DTL2020 commented 1 year ago

"In fact it appears that that is now an overcorrection and just half the way would be perfect."

Yes - current fix only make error distribution symmetrical around best point. So maximum position error is now twice smaller. But to reach best point the more redesign of mvtools is required - the 2times more precision of super clip for UV planes (or 2more times precision runtime subshifting). So it only partial quick fix and not best possible solution. If it shows the progress to right way - some next version may finally have dual-pel super clip for subsampled formats (or with user-provided param for UV-plus_one_pel_level - easy enough for pel=1 and pel=2 and require addition of pel=8 processing for pel=4) and again redesigned GetPointer() function for finally accept full-precision blx. bly and Logx, Logy and making better precision fetching of block.

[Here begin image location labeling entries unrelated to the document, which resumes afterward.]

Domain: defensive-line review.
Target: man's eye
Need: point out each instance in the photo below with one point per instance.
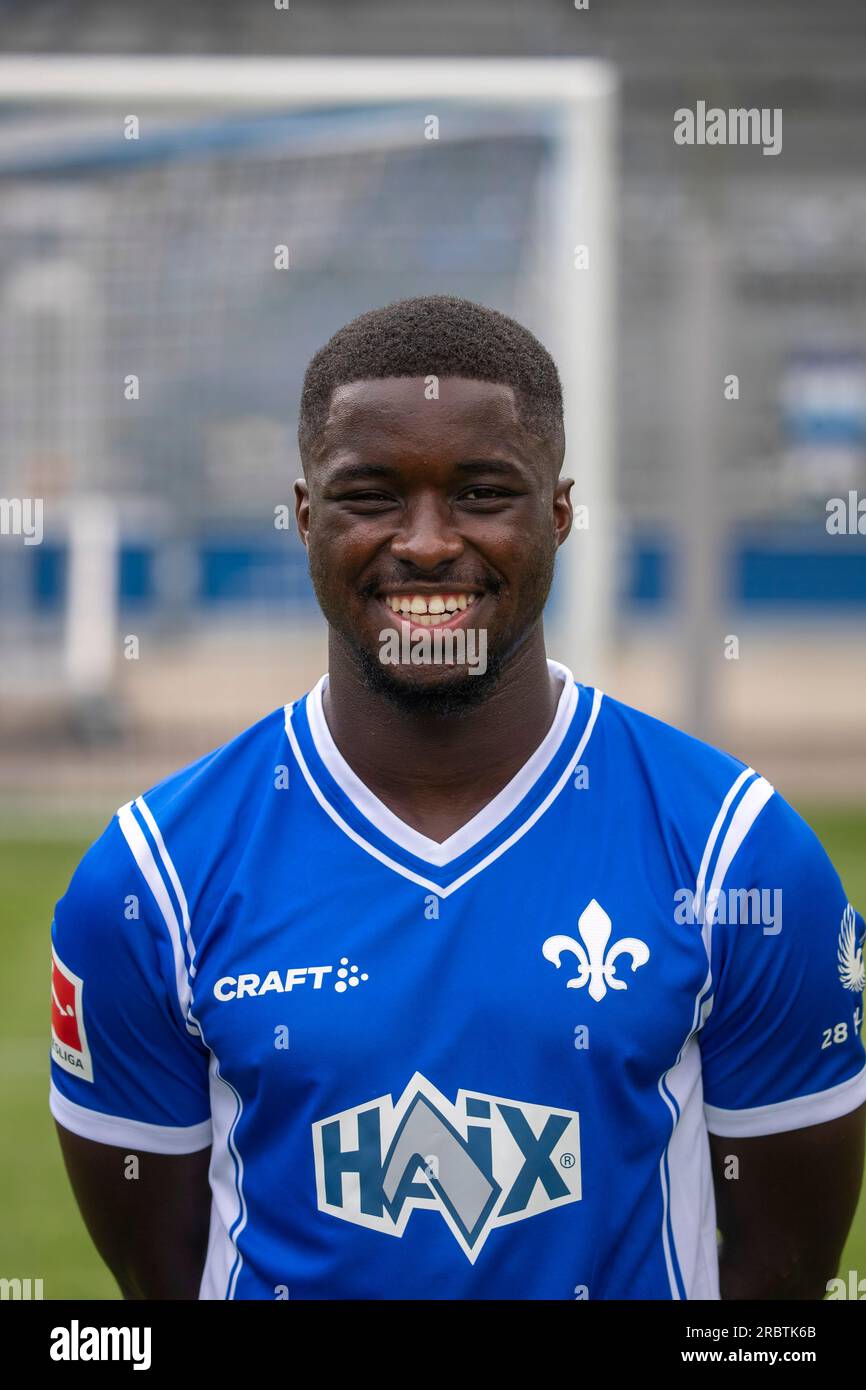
(484, 494)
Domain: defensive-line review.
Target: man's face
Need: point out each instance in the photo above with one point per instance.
(442, 505)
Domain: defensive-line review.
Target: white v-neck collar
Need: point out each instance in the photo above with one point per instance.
(483, 822)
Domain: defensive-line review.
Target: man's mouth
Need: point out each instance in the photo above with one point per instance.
(449, 608)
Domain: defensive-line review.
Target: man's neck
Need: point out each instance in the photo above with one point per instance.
(435, 773)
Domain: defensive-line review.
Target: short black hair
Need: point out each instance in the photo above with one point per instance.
(437, 335)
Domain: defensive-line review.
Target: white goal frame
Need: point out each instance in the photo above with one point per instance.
(583, 96)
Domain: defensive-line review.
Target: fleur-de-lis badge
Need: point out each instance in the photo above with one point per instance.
(850, 955)
(597, 965)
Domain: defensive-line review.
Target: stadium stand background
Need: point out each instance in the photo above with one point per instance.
(793, 234)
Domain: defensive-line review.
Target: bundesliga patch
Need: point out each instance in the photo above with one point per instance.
(68, 1039)
(481, 1162)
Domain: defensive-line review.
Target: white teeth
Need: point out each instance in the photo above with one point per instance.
(428, 606)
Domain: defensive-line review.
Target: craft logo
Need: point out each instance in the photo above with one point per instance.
(481, 1162)
(68, 1039)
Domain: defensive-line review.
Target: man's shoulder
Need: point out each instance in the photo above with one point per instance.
(662, 747)
(198, 815)
(221, 777)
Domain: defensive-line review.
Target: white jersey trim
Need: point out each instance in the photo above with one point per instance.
(127, 1133)
(441, 890)
(481, 824)
(798, 1112)
(143, 856)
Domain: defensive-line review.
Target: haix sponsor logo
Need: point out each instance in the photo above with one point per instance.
(481, 1162)
(77, 1343)
(284, 982)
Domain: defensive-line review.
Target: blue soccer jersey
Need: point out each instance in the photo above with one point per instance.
(476, 1069)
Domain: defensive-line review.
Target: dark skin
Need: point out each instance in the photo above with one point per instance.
(406, 495)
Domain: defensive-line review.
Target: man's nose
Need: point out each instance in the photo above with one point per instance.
(427, 537)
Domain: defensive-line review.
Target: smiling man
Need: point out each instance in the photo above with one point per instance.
(419, 987)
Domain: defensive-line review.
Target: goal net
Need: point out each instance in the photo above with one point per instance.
(177, 238)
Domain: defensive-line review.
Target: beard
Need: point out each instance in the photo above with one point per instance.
(441, 699)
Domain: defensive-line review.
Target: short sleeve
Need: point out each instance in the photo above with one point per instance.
(128, 1068)
(781, 1045)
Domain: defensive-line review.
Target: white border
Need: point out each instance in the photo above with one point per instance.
(798, 1112)
(484, 822)
(125, 1133)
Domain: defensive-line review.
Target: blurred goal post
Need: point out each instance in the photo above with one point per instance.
(578, 99)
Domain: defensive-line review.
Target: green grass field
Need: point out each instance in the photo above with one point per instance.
(42, 1232)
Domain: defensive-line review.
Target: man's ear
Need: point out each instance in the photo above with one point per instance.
(302, 509)
(563, 512)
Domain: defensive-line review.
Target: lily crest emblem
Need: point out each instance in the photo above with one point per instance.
(597, 963)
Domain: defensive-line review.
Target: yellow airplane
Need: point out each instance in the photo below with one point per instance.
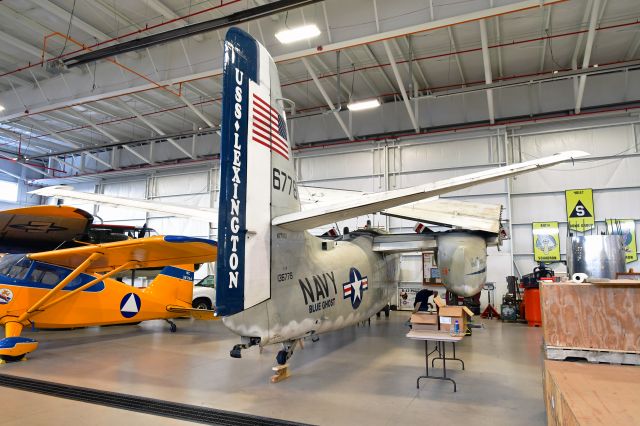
(72, 287)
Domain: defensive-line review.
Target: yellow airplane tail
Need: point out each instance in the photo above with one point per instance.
(173, 284)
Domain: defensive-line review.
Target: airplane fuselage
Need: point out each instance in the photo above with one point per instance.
(318, 286)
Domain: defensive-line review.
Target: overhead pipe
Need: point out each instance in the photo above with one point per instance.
(377, 66)
(120, 37)
(237, 18)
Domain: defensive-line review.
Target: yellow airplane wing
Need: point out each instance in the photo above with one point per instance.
(42, 227)
(146, 252)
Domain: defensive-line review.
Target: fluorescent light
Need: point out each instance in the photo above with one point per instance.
(368, 104)
(297, 34)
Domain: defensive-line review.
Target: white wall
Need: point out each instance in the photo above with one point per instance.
(613, 172)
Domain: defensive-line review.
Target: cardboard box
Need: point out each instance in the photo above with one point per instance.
(421, 321)
(449, 314)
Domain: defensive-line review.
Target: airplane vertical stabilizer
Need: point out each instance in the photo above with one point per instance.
(257, 179)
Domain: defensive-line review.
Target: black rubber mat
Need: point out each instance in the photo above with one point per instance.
(156, 407)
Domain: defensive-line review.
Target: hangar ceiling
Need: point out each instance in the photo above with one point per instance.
(404, 52)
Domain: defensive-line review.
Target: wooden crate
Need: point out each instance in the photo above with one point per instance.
(589, 394)
(591, 317)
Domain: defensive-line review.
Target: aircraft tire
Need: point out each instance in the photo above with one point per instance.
(281, 357)
(201, 303)
(9, 358)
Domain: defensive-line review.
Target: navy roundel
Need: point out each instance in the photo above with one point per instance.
(130, 305)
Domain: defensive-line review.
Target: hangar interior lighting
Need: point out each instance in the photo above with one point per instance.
(362, 105)
(299, 33)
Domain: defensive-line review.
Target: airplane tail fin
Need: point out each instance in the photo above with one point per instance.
(257, 176)
(173, 284)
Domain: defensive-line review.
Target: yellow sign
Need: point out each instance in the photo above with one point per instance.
(626, 228)
(546, 242)
(580, 213)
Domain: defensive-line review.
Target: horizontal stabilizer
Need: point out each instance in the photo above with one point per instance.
(404, 243)
(145, 252)
(446, 212)
(372, 203)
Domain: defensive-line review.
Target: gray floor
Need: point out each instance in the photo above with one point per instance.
(360, 375)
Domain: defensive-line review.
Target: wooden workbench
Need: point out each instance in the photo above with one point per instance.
(603, 317)
(578, 393)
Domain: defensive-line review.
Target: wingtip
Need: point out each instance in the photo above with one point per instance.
(47, 190)
(575, 154)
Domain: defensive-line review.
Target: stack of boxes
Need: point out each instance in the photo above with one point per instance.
(443, 320)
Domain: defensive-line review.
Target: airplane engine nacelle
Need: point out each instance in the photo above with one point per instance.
(462, 261)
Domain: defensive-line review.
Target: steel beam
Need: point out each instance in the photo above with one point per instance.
(19, 44)
(587, 53)
(13, 175)
(75, 21)
(156, 129)
(488, 79)
(403, 92)
(189, 30)
(68, 142)
(313, 75)
(456, 56)
(544, 34)
(370, 38)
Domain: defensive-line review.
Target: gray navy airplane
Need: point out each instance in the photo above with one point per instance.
(277, 283)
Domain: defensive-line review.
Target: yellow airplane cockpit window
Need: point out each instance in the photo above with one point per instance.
(15, 266)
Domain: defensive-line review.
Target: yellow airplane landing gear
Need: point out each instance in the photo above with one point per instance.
(13, 347)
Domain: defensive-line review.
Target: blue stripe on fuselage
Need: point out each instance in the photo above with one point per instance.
(240, 65)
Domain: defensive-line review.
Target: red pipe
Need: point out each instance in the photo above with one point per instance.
(477, 49)
(470, 127)
(346, 141)
(145, 29)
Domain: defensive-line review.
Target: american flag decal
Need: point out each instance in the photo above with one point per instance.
(269, 128)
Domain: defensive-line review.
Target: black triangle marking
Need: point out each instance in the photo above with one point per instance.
(580, 211)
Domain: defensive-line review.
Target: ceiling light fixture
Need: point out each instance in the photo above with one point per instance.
(299, 33)
(362, 105)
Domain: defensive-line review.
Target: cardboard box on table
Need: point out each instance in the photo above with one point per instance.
(422, 321)
(449, 314)
(427, 320)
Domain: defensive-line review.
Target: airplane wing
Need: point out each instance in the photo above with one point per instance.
(148, 252)
(41, 227)
(67, 192)
(463, 214)
(375, 202)
(438, 211)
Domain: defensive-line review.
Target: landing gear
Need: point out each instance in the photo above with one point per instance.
(287, 351)
(247, 342)
(9, 358)
(281, 358)
(386, 311)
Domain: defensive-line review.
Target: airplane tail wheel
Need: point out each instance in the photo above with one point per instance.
(281, 357)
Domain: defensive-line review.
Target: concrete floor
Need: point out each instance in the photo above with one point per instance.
(359, 375)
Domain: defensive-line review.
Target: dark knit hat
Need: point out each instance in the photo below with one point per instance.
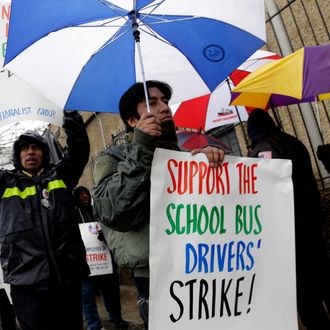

DTL2020 commented 1 year ago

Also possible workaround to increase spatial precision over current pel-limitations: Make enlarged version of input and process it with current available pel-precision. For example 2x enlarged source processed with pel=2 and after downsize back have processing precision equal to pel=4. Though performance in fps may be lower in compare with pel=4 processing in original size. But it can increase precision for currently not-implemented modes. For example pel=4 with YUV 4:2:0 still not have pel=8 for UV but it can be made with 2x upsized processing with pel=4.